Dünya idrakine hitap eden zaman”(“yüzeysel zaman”)(4) diliminde gelişmeye çalışan enkarneler olarak içinde bulunduğumuz üç buutlu düalite ortamında  zıtlıkları deneyimleyerek elde ettiğimiz varlıksal kazanç,  idrakine vardığımız bilgilerdir. Evrende tüm olaylar evrensel İlliyet İlkesi’ne göre ortaya çıkar. 2019’un sonlarından beri beşeriyetin yüz yüze ve mücadele hâlinde bulunduğu Covit 19 salgını da (tarih içinde bundan öncekiler gibi) İlliyet İlke’sine göre ortaya çıkmıştır. Başka türlü bir söylemle, beşeriyet, içinde bulunduğumuz devrenin bu zaman-mekân kesitinde bu tür bir etki ile sarsılırcasına sınanıyorsa; bu, beşeriyetin geçmişte yapıp ettiklerinin genel bileşkesinin olmazsa olmaz bir sonucudur. “Kıyas bilgileri” kavramı açısından bakarak düşünmek gerekirse, “içinde bulunduğumuz anomi, toplumsal ve bireysel düzeyde insanların kıyas bilgilerini değerlendirme şeklinin sonucudur.” diyebilirz. Dolayısıyla “ALLAH’ın cezalandırması” değildir, O’nun yasalarının(İlâhî İrade Yasaları’nın) gereğidir. ALLAH cezalandırmaz, zulmetmez(KUR’AN, - nisa 40+49+77+147  - en'am 64 - enfâl 51   - tövbe 70 - yunus 44 - hûd  101 -  nahl 33 +119  - hac 60+65 - bakara 57   - ali imran 108+117+165+182)
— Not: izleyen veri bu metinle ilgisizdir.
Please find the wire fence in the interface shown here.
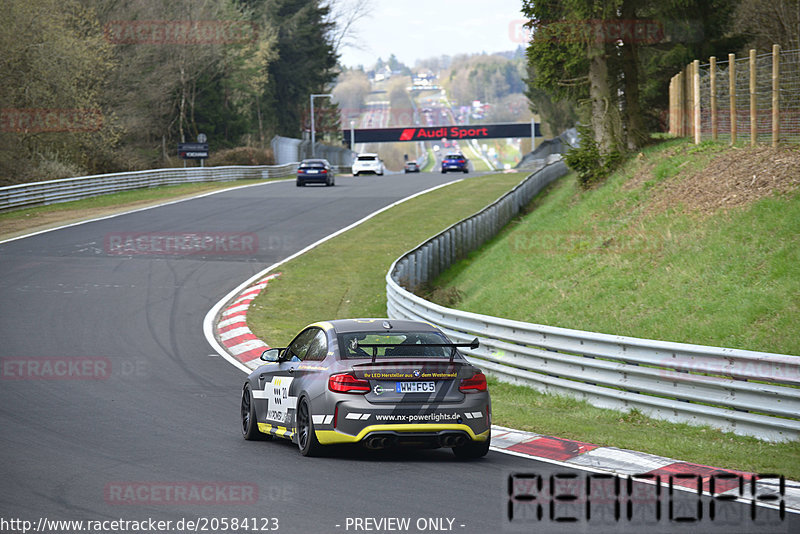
[670,45,800,146]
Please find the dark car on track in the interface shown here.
[297,159,336,187]
[403,160,419,174]
[442,154,469,174]
[241,319,491,458]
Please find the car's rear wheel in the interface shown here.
[297,398,322,456]
[453,436,491,460]
[241,384,272,441]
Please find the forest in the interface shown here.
[0,0,340,185]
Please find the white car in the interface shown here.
[353,154,384,176]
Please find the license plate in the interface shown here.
[394,382,436,393]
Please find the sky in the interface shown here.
[340,0,525,67]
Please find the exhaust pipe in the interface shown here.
[364,436,396,450]
[366,436,386,449]
[439,434,467,447]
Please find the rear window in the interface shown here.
[339,332,451,359]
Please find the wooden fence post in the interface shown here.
[709,56,718,141]
[728,54,737,146]
[750,48,758,146]
[772,45,781,148]
[692,59,702,145]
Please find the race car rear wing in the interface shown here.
[350,337,479,363]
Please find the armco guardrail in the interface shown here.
[386,163,800,441]
[0,163,351,212]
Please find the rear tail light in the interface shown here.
[328,373,372,395]
[458,373,487,393]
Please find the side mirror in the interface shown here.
[259,349,281,363]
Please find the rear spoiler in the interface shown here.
[352,338,478,363]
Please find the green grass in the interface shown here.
[489,379,800,480]
[248,153,800,480]
[248,173,525,346]
[435,140,800,355]
[462,141,494,172]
Bu durumlarda ve her zaman, dünya gelişim okulunun zıtlıklarından(faziletlerden ve reziletlerden/musibetlerden)(5) yararlanarak kıyas bilgi birikimimizi ve dolayısıyla görgü ve deneyim birikimimizi artırmak idraklenip şuurlanmanın gereğidir. Esâsen dünyada bunun için bulunuyoruz ve çok değişik şiddetteki olaylarla ve durumlarla da (İlliyet İlkesi kapsamında) bunun için karşılaşıyoruz. Doğal  âfetler de ve  Covit 19 salgını gibi toplumsal felâketler içinde bolca almakta olduğumuz ektiklere verdiğimiz/vereceğimiz tepkiler büyük ölçüde genel gelişim düzeyimizle ilgilidir. Dolayısıyla bu tür anomi nitelikli olaylar kimin ne olduğunu(hangi gelişim düzeyinde olduğunu) göstermesi bakımından bir tür katalizördür ve “ayıklanma”dır(6). Neyin “ayıklanması”?  Devreyi bitirecekler ile bitiremeyeceklerin ayıklanması, belirginleşmesi. Evrende hiçbir şey nedensiz değildir. İlâhî düzende her olgu bir ölçüye göredir(Kur’an, Ra'd 8+26+38, Kamer 3+12+49, Sâd 27,  Zümer 5, En'am 2, Hicr 19+21+85)
……………………………………………….
(1) İLÂHÎ NİZAM ve KÂİNAT, syf. 3, 50, 58, 60, 77, 101, 135, 180, 197.
(2) anomi :  Ümitsizlik, gayesizlik, toplumsal düzensizlikten ileri gelen bunalım, bütün değerlerin tepe taklak olması, çürüyüş, çöküş...
(3) kıyas bilgileri: a.g.e., syf. 61,122.
(4) a.g.e. 112,205, 209, 231.
(5) faziletler & reziletler : kötülük-iyilik, özveri-kin, digerkâmlık-hodkâmlık, hoşgörü-kin, mutluluk-mutsuzluk vb. vb.(a.g.e. 163)
(6) SADIKLAR PLANI TEBLİĞLERİ, celse 96, celse 132(son paragraf).